Noël aux Proms…

Assister à un spectacle musical au Royal Albert Hall à Londres était, depuis longtemps, un rêve. Or, il se trouve que les fameuses “Proms”, fondées par Henri Wood en 1895 et qui réunissent tous les étés le gratin de la musique classique mondiale, ont un équivalent en fin d’année: le “Christmas Festival”.

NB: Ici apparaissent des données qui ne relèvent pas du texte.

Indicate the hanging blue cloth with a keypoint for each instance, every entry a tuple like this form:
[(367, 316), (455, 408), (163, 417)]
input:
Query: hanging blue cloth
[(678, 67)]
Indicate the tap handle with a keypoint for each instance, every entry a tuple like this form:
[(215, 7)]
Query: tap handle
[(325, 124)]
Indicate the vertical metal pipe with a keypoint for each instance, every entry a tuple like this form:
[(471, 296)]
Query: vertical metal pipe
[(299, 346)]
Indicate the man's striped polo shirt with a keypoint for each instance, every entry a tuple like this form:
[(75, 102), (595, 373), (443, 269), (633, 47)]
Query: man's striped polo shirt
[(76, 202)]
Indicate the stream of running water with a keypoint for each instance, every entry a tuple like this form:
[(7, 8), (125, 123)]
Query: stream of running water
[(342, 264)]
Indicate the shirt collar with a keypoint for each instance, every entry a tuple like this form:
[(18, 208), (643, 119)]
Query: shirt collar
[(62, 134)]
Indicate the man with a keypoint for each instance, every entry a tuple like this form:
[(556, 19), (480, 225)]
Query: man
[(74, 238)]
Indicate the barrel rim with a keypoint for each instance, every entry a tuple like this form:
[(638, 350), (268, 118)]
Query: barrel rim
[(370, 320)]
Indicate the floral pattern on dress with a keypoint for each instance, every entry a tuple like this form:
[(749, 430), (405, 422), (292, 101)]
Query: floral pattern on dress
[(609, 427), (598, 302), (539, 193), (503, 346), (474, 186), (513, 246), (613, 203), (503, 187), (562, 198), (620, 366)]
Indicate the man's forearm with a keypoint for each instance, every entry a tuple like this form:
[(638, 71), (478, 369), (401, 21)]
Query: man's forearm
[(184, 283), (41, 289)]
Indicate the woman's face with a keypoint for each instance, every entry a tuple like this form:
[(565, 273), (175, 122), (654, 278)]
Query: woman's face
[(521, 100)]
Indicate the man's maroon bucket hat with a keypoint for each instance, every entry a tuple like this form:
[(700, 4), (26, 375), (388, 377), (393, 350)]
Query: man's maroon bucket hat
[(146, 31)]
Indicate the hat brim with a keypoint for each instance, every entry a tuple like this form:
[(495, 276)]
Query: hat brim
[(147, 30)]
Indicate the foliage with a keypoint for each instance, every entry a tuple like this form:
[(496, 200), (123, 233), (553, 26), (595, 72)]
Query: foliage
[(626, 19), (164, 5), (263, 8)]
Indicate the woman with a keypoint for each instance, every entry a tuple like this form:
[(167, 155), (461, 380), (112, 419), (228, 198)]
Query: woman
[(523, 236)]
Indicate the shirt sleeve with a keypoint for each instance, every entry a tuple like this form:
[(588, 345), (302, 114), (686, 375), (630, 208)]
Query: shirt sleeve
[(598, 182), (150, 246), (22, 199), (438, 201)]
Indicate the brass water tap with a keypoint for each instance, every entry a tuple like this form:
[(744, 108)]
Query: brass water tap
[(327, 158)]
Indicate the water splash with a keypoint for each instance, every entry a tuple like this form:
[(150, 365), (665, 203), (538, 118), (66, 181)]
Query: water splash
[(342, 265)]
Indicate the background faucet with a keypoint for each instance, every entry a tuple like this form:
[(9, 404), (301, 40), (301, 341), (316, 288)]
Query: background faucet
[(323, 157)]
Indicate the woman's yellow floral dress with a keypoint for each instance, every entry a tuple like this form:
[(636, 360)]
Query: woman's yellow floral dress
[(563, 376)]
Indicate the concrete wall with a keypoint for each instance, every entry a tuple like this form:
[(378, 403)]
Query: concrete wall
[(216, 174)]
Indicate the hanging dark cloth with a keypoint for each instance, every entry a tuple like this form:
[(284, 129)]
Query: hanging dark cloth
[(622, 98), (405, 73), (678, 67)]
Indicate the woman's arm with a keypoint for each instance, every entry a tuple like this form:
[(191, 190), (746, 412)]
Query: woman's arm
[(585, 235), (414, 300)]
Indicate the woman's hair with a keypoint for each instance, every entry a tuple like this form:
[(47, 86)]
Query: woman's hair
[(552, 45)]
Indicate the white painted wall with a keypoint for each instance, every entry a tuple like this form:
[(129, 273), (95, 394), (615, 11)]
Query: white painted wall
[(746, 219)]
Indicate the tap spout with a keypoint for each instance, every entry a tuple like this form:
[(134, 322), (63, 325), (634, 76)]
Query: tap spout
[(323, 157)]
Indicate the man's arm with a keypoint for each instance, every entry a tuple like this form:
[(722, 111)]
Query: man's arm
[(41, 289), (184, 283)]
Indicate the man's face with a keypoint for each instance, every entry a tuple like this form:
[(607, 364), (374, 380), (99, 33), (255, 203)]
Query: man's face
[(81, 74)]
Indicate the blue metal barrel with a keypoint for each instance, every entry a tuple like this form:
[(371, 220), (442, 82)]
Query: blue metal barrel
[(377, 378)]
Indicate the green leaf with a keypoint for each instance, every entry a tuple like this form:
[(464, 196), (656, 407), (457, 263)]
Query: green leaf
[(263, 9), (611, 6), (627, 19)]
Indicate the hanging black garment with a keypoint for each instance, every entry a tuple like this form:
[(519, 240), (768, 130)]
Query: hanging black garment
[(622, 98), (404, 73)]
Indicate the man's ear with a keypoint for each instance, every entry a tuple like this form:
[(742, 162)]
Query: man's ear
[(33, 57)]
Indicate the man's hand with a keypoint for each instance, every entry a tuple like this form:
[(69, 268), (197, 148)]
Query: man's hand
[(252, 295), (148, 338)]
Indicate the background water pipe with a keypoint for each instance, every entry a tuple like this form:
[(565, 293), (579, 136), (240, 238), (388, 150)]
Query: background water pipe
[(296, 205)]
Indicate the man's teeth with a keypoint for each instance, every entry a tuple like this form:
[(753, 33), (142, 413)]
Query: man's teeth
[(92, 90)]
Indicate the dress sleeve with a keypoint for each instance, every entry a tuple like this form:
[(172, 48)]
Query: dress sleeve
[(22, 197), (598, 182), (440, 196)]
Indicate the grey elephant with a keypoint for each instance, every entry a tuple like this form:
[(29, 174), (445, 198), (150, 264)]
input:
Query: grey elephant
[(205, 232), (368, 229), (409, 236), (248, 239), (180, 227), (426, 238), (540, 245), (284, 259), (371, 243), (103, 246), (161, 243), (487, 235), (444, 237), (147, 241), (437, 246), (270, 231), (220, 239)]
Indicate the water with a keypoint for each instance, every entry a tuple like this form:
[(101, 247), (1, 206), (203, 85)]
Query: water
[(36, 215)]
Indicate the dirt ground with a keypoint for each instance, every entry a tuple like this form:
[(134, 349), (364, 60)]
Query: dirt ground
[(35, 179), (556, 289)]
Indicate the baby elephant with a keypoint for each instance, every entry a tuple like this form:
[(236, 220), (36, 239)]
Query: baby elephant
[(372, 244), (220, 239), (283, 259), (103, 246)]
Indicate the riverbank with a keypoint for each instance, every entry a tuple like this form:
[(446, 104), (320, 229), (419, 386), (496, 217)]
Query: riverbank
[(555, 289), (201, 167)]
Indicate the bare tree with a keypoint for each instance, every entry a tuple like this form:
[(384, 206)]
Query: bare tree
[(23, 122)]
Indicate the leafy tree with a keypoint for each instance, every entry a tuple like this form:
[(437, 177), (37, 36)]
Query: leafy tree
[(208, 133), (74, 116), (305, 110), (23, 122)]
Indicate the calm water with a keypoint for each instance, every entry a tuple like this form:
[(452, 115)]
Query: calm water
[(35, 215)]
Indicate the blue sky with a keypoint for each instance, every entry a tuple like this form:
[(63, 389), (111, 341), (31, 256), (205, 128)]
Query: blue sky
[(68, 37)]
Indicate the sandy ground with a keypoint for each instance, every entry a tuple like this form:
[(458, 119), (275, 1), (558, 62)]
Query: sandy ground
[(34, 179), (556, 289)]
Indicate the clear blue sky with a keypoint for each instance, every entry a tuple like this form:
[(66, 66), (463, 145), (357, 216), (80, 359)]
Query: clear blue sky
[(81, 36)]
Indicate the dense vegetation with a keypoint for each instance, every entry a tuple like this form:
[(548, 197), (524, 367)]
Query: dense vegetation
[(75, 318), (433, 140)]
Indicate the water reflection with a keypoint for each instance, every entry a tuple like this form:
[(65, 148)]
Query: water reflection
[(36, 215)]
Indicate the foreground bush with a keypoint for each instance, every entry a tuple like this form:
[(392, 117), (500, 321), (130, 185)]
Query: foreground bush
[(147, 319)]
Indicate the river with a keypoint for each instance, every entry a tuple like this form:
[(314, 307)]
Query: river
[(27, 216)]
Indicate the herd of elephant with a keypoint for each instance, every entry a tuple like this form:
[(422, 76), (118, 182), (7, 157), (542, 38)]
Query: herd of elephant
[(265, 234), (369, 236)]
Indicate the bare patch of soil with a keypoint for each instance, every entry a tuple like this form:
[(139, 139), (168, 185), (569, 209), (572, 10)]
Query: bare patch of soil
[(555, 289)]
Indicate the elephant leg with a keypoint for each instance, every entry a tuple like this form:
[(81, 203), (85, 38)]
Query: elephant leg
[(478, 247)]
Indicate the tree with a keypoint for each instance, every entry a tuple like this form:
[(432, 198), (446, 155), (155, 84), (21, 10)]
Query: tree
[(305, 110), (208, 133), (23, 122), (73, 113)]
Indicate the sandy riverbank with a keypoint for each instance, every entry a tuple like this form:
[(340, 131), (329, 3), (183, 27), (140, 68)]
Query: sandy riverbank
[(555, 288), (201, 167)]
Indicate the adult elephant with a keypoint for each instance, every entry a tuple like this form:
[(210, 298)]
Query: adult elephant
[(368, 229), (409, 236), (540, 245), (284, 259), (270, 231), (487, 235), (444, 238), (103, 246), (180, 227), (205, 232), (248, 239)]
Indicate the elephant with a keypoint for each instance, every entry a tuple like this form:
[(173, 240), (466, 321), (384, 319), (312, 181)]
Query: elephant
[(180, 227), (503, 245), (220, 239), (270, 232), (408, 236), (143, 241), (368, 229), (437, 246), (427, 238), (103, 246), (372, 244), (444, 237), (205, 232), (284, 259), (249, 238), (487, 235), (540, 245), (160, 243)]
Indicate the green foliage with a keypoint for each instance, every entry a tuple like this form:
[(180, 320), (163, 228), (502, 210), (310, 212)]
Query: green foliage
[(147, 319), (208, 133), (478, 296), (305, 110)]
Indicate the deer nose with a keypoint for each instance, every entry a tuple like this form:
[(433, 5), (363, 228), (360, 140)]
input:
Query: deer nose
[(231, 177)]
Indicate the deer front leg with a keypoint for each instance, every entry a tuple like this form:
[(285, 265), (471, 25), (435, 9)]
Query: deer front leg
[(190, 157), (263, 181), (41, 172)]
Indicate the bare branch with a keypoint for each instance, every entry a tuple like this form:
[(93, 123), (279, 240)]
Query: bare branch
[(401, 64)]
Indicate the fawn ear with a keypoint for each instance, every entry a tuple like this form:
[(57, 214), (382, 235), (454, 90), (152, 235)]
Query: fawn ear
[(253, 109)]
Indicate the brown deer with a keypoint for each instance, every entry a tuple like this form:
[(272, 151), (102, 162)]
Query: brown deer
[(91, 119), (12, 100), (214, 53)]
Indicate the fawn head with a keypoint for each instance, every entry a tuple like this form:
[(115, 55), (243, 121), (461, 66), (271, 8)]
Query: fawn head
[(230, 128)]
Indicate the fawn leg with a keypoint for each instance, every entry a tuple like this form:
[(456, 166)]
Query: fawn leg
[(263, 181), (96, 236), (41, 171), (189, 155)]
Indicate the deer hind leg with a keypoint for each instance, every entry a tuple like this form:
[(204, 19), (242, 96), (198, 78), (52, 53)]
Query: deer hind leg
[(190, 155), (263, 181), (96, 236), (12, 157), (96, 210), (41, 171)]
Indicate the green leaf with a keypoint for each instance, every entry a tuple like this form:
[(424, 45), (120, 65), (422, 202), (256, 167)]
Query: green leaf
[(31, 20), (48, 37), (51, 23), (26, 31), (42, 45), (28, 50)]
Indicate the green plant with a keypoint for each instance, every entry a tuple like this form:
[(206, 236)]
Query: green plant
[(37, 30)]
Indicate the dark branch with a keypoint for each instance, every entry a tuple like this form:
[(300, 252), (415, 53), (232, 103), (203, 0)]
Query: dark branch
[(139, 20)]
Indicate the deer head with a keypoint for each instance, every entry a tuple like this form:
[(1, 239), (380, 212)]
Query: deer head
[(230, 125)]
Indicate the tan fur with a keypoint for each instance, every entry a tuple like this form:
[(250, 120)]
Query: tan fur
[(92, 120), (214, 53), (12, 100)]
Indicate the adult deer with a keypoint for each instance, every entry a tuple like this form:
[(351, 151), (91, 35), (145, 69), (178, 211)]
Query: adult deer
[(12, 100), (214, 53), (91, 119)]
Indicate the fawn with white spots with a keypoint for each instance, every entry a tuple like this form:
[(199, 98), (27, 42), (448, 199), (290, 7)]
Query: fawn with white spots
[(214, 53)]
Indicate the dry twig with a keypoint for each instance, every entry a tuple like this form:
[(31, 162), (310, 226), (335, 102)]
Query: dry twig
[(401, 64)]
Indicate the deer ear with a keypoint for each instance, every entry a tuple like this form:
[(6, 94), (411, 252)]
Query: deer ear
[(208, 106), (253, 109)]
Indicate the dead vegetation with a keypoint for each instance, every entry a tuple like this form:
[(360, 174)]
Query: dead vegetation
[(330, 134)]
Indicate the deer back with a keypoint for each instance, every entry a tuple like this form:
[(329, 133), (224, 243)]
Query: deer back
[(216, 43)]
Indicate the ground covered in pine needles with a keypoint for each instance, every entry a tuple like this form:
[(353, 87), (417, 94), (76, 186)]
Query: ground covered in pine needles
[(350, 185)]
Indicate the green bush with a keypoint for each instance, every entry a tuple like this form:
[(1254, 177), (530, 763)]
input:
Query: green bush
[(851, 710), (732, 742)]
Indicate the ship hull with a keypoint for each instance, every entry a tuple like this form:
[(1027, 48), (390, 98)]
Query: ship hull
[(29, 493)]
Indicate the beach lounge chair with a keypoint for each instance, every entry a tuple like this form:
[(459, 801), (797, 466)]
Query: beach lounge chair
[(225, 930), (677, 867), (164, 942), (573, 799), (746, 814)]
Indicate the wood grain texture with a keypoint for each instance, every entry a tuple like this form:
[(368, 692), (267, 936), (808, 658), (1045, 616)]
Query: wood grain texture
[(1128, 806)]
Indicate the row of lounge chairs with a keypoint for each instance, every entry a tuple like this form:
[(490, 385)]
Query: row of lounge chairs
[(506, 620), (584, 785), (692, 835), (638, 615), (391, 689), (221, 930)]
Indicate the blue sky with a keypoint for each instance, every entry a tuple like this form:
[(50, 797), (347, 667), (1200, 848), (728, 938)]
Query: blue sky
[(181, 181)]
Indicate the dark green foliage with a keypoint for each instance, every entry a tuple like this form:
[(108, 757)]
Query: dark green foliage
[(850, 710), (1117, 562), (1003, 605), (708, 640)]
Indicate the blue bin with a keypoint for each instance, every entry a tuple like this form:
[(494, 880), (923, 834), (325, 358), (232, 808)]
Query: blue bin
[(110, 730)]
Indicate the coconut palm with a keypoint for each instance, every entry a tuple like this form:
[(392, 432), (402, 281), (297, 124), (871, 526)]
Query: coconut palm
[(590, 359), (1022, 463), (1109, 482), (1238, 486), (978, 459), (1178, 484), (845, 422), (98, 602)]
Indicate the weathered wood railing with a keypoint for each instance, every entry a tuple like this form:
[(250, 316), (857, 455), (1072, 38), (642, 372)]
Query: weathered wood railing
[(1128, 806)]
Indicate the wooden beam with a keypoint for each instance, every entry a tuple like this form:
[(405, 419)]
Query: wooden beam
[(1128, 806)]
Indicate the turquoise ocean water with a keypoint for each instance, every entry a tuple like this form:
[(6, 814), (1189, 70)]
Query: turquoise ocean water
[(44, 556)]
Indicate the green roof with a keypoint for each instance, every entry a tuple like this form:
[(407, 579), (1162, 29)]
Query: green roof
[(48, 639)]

En déplacement pour quelques jours à Londres fin novembre et en l’absence de Gergiev, Salonen, Pappano et Jurowski, les chefs de grand talent actuellement en poste dans cette ville, j’ai eu la chance d’assister à un étonnant spectacle intitulé “Classical Spectacular” donné six fois de suite dans cette immense salle ronde, soit pour 35 000 personnes environ. Grand moment de musique et de fête données pour une salle enthousiaste et heureuse. Le principe est simple puisqu’il s’agit de faire jouer à un ensemble de haut niveau (Royal Philharmonic Orchestra, London Philharmonic Choir) les tubes du classique. Quelques éclairages et fumées psychédéliques viennent compléter le tableau sans oublier l’irrésistible humour british distillé aux moments opportuns par le chef d’orchestre, véritable animateur de la soirée.
Au programme, Carmina Burana, la Chevauchée des Walkyries, le chœur des esclaves de Nabucco, l’ouverture de Guillaume Tell, etc… ainsi que les inévitables “Rule Britannia” de Thomas Arne et “Land of Hope and Glory” d’Elgar chanté dans un tempo parfait par 5 500 personnes qui agitent simultanément le drapeau national vendu à l’entrée avec le programme. La musique de l’ennemi héréditaire n’est pas oubliée avec l’air du toréador du Carmen et la barcarolle des Contes d’Hoffmann d’Offenbach. L’incroyable ouverture “1812” de Tchaïkovski, qui cite la Marseillaise, fait office de final. Et pour l’occasion des musiciens de Moscou en tenue d’époque sont venus avec leurs canons, avant un lâcher de ballons… tricolore of course ! On peut certes trouver la sonorisation imparfaite, notamment pour le piano au son très déformé pendant la “Rhapsody in blue” de Gershwin, et les fumées trop incessantes mais, est-ce vraiment important ?
En France, certains criraient sans doute au sacrilège mais ici tout semble parfaitement naturel et le public, à l’évidence très mélangé, est heureux et n’hésite pas à le montrer. Et ce bonheur palpable est très communicatif. Et c’est ce côté populaire de la musique classique, mais à un niveau professionnel, qui manque tant chez nous. Plutôt que de se lamenter sans cesse sur la chute des ventes de la musique classique et de la fréquentation des salles et de noter avec consternation que près d’un adolescent sur deux déclare détester le classique, retroussons nous les manches et réfléchissons à comment transposer chez nous d’aussi bonnes idées. “Le plus grand et le plus démocratique festival de musique” selon Jiri Bĕlohlávek mérite certainement de servir d’exemple. Si vous êtes à Londres pour les fêtes de fin d’année, consultez le programme sur Internet et allez-y, vous ne serez pas déçus !

Gilles Lesur

Londres, Royal Albert Hall, 22 novembre 2009, Royal Philharmonic Orchestra, London Philharmonic Choir, direction : John Rigby, John Hudson, Jonathan Scott, David Kempster, The Band of the Welsh Huards, Muskets and Canons of the Moscow Militia.